For decades, DNA synthesis has been the limiting reagent in synthetic biology — reliable for short sequences, but increasingly error-prone and costly as designs scale past 10kb. That ceiling is now cracking. New enzymatic synthesis platforms, error-correction chemistries, and assembly pipelines are extending what’s possible, opening the door to rapid construction of full pathways, microbial genomes, and even mammalian chromosomes. This session will explore how innovators are breaking past the 10kb barrier, what technical and economic breakthroughs are needed next, and how longer, cheaper, and faster synthesis could fundamentally change how we design biology at scale.

AI-enabled, self-driving labs are still emerging, but their foundations are already transforming how teams design, run, and interpret experiments. This session offers a practical guide for scientists and R&D leaders who want to understand what can be done today — from tightening design–test–learn loops to reducing manual error and capturing early benefits of autonomous experimentation. Rather than presenting an unrealized future, speakers will focus on practical, real-world steps that give organizations a competitive edge as SDL capabilities evolve and mature. Speakers will explore what’s working, what’s not, and how autonomous lab systems are reshaping protein engineering, pathway optimization, and therapeutic design.

Biology is entering an era where AI agents don’t just analyze data — they co-design, plan, and execute experiments. Multi-agent systems like CRISPR-GPT demonstrate how AI can act as a true lab co-pilot: decomposing complex genome editing projects into stepwise workflows, selecting tools, troubleshooting, and even drafting protocols that allow junior researchers to perform sophisticated edits on their first attempt . Beyond CRISPR, new systems like BioMARS integrate reasoning agents with robotics, while biotech companies are testing “AI lab assistants” that monitor and adjust experiments in real time. This session explores how multi-agent copilots are making biology more reproducible, democratizing complex workflows, and pushing the boundaries of lab autonomy. The central question: when AI can plan, troubleshoot, and validate experiments end-to-end, how should scientists and institutions govern this new power?

Instrumentation remains one of the greatest bottlenecks in bioinnovation.
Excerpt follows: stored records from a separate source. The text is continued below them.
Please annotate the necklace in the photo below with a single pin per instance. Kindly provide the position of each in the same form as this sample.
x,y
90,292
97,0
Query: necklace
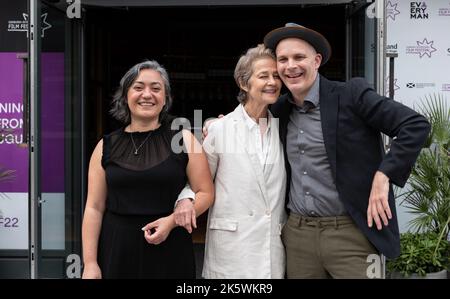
x,y
136,149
For decades, meaningful progress required billion-dollar facilities and industrial-scale reactors. Today, that paradigm is shifting. Emerging tools — from smart shake flasks and modular bioreactors to microfluidic systems, desktop DNA printers, and next-generation sequencing devices — are flipping the economics of scale.

"Reading, writing, and editing DNA were just the prelude. The new frontier is composition—designing entire genomes like symphonies, guided by AI models trained on millions of sequences. In this new paradigm, biology becomes a writable medium where genes, circuits, and chromosomes are arranged with intention rather than discovered by chance. From AI-optimized CRISPR systems and compact editors like TIGR to CRISPR SWAPnDROP and Bridge Recombinases capable of megabase-scale rewrites in human cells, a new toolkit is emerging that treats the genome not as a fragile molecule but as an editable architecture. These molecular instruments bypass the cell’s own repair machinery, offering a level of precision and predictability that brings genome design closer to true composition—a craft as deliberate and creative as writing code or composing music.

What happens when AI systems stop being tools and begin acting like collaborators in scientific thought? Multi-agent architectures such as SciAgents and Google’s “AI Co-Scientist” are pioneering hypothesis generation by dividing scientific reasoning into specialized sub-agents: literature retrievers, causal mappers, and graph-based reasoners. Unlike single models, these teams of agents mimic the structure of scientific collaboration itself — brainstorming, critiquing, and refining ideas. In synthetic biology, such systems could propose new gene circuits, uncover hidden regulatory logic, or suggest underexplored protein folds. This session asks: how far should we trust AI-generated hypotheses, and how do we validate them responsibly? With machine-driven insight now on the horizon, the very architecture of discovery may shift — from lone researchers and teams of humans to networks of humans and machines co-creating the future of biology.